To get the economy back on track, will President Barack Obama have to break his pledge not to raise taxes on 95 percent of Americans? In a “This Week” exclusive, Treasury Secretary Tim Geithner told me, "We’re going to have to do what’s necessary.”
Geithner was clear that he believes a key component of economic recovery is deficit reduction. When I gave him several opportunities to rule out a middle class tax hike, he wouldn’t do it.
“We have to bring these deficits down very dramatically,” Geithner told me. “And that’s going to require some very hard choices.”
“We will not get this economy back on track, recovery will be not strong and sustained, unless we convince the American people that we are going to have the will to bring these deficits down once recovery is firmly established,” he said.
While Geithner told me, “There are signs the recession is easing,” he warned that, “We have a ways to go.”
“I want to emphasize the basic reality that unemployment is very high in this country,” the secretary said. But, he underlined that the administration is “going to do what is necessary to bring growth back on track.”
Turning to the bank bailout, he told me it is “quite unlikely” that the U.S. Treasury will go back to Congress to ask for more funding for the financial rescue package.
"We do not plan to ask for more money and I think it’s quite unlikely that we do," Geithner said in his most blunt language to date on TARP funding. The secretary said that today the TARP has roughly $130 billion, in part due to more than $70 billion that has already come back into the government.
But wait a minute. Barry Obama said on the campaign trail that he would not raise ANY of my taxes if I made less than 450,000. Then it was 250,000. See, I have proof:
Whichever it is, Barry has some 'splaining to do.
UPDATE: In a presser today, White House Press Secretary Gibbs threw Geithner under the bus:
Pressed repeatedly on the issue, presidential spokesman Robert Gibbs said repeatedly that Obama stands behind his iron-clad campaign pledge that any tax hikes would only hit individuals making more than $200,000 a year and families earning more than $250,000.
"The president has been clear on his commitment on this," Gibbs told reporters.
"The door's not open even a millimeter on raising taxes?" a reporter asked.
"I hope you'll take seriously what I said," Gibbs replied.
Gibbs had to answer because Advisor Lawrence Summers had also raised the spectre of higher taxes....
However, some people are not going quietly into the good night and are demanding action and clarification:
Before, or despite, the comments from Gibbs, Americans for Tax Reform said the appearances by Geithner and Summers are the "latest of a string of statements by Obama’s spokesmen and appointees gradually stepping back from the 'firm pledge' made during the campaign."
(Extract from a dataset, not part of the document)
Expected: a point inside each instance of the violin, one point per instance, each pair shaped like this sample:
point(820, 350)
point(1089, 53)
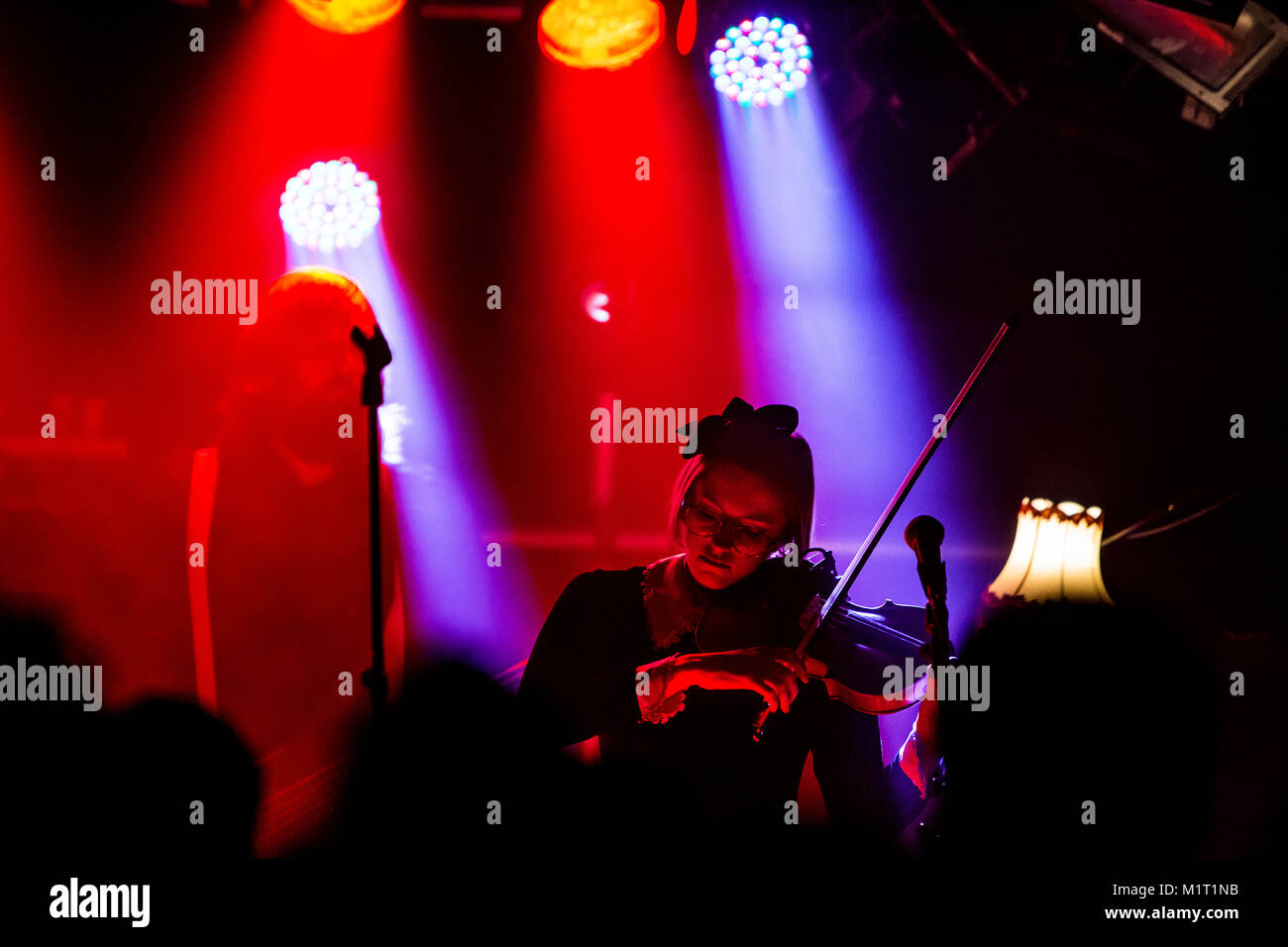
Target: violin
point(855, 643)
“Obama should fire Geithner and Summers,” Grover Norquist, the group's president, said in a statement. “Two appointees of President Obama went on national television and implied the president lied his way into office and that he is open to raising taxes.”
“To have the president’s own appointees accuse him of lying his way into office is a betrayal beyond words,” Norquist added. “If, however, Obama has been silent in reaction to these two statements, he does intend to raise taxes, and he should resign because he lied his way into office by making a promise he had no intention of keeping.”